Quasilinear theory and a self-consistent kinetic Fokker Planck approach in Equations 2 and 3 (Reid and Kontar, 2018) model the temporal evolution of the electron beam (e.g. Melrose, 1980; Cairns, 1987a,b; Robinson and Cairns, 1998) and the Langmuir waves where the electron beam dynamics are represented by an electron distribution function \(f(x,v,t)\) [cm^-4s] and those of the Langmuir waves by their spectral energy density \(W(x,v,t)\) [erg cm^-2].

Equations 2 and 3 include terms modelling the expansion of the beam in space as it propagates along magnetic field lines away from the Sun (\(\frac{v}{M(r)}\) \(\frac{\partial}{\partial r}M(r)f\)) in Equation 2, with \(M(r) \propto r^{2}\), the spherically symmetric expansion of the flux tube in space. The total number of electrons in the beam stays constant throughout the beam’s journey due to the \(M(r)\) term. The 1D simulated beam propagates along a 3D flux tube with parameters only varying in the direction of propagation. The cross section of the beam increases with the expansion of the beam, resulting in a lower electron beam density as a function of distance from the Sun. The expansion of the Langmuir waves as a function of distance is considered negligible since they do not propagate far enough without being reabsorbed by the electron beam for this effect to be considered significant.

There is a constant thermal level of Langmuir waves present in the background plasma, which can be spontaneously emitted (\(\mathrm{e}^{2}\omega _{ \mathrm{pe}}\mathit{v\,f}\ln (\frac{v}{v_{\mathrm{Te}}})\)).

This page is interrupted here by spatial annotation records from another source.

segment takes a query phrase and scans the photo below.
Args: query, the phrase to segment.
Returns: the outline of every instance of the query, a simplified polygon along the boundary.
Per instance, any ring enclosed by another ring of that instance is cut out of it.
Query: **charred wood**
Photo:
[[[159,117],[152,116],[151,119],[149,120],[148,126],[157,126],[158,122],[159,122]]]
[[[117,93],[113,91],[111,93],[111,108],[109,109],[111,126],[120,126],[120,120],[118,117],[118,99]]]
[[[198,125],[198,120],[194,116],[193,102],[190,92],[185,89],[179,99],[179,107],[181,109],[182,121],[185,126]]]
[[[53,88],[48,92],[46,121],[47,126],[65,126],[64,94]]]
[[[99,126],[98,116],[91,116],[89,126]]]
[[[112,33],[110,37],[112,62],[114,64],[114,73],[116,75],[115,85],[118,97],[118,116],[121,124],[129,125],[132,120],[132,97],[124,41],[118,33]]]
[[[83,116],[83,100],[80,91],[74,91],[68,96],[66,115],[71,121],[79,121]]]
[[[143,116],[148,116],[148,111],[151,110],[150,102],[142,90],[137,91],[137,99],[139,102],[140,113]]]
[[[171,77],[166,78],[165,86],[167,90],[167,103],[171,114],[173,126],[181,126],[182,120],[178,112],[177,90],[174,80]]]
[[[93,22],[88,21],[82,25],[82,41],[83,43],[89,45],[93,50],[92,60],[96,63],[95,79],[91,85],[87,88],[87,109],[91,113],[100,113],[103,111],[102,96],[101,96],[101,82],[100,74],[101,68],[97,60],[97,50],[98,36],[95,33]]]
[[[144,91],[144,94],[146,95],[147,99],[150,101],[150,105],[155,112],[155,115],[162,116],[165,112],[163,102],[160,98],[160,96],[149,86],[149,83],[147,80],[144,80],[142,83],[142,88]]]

The spontaneous emission varies with the angular plasma frequency \(\omega _{\mathrm{pe}} = \mathit{kv}_{\mathrm{ph}}\) and the natural logarithm of the ratio of the electron velocities to their thermal velocity (\(v_{ \mathrm{Te}} = \sqrt{\frac{\mathrm{k_{B}} T}{\mathrm{m_{e}}}}\)).

Inhomogeneities in the background plasma lead to refraction (\(\partial \omega _{\mathrm{pe}}/\partial r\)) of the Langmuir waves up or down in velocity space, depending on the sign of \(\frac{\partial n_{\mathrm{e}}}{\partial r}\) (down if \(< 0\), up if \(> 0\)) (Kontar and Reid, 2009). In the simulation \(\frac{\partial n_{\mathrm{e}}}{\partial r} < 0\). After being refracted down, like all waves in the plasma, the Langmuir waves undergo Landau damping at low velocities (\(\gamma _{\mathrm{L}} = 2 \sqrt{\pi} \omega _{ \mathrm{pe}}(r)\Big(\frac{v}{v_{\mathrm{Te}}}\Big)^{3}\exp ( \frac{-v^{2}}{v^{2}_{\mathrm{Te}}})\)). Landau damping is highly dependent on the thermal velocity of electrons, which plays a leading role in the propagation of Langmuir oscillations.

Other particles present along the path of the beam are responsible for collisions. The collisions are modelled by two different terms:

$$ \frac{4\pi n_{\mathrm{e}}\mathrm{e}^{4}}{\mathrm{m_{e}}^{2}}\ln ( \Lambda )\frac{\partial }{\partial v}\frac{f}{v^{2}} $$

(4)

and \(\gamma _{\mathrm{c}}\), in Equations 2 and 3, respectively. The first collision term, Equation 4, is related to the gradient in velocity of the electron distribution function to the velocity squared and to the electron density. It represents the Coulomb collisions of electrons with protons in the background plasma where \(n_{\mathrm{e}}\) is the electron density of the background plasma, \(\mathrm{m_{e}}\) is the mass of the electron, and \(\mathrm{ln}(\Lambda )\) is the Coulomb logarithm, which is the natural logarithm of the plasma parameter: of constant value 20. In our simulations, Langmuir waves are treated in the approximation of geometrical optics (the WKB approximation). The second collision term,

$$ \gamma _{\mathrm{c}} = \frac{\pi n_{\mathrm{e}} \mathrm{e}^{4} \ln (\Lambda )}{\mathrm{m_{e}}^{2} v_{\mathrm{Te}}^{3}}, $$

(5)

represents the collisional absorption of Langmuir waves when they collide with ions in the plasma. Collisions happen at a higher rate in denser media, which is the case closer to the Sun where a higher density of electrons is observed. As for all oscillations, Langmuir waves have a group velocity \(v_{\mathrm{gr}}=\frac{\partial \omega _{\mathrm{L}}}{\partial k}\).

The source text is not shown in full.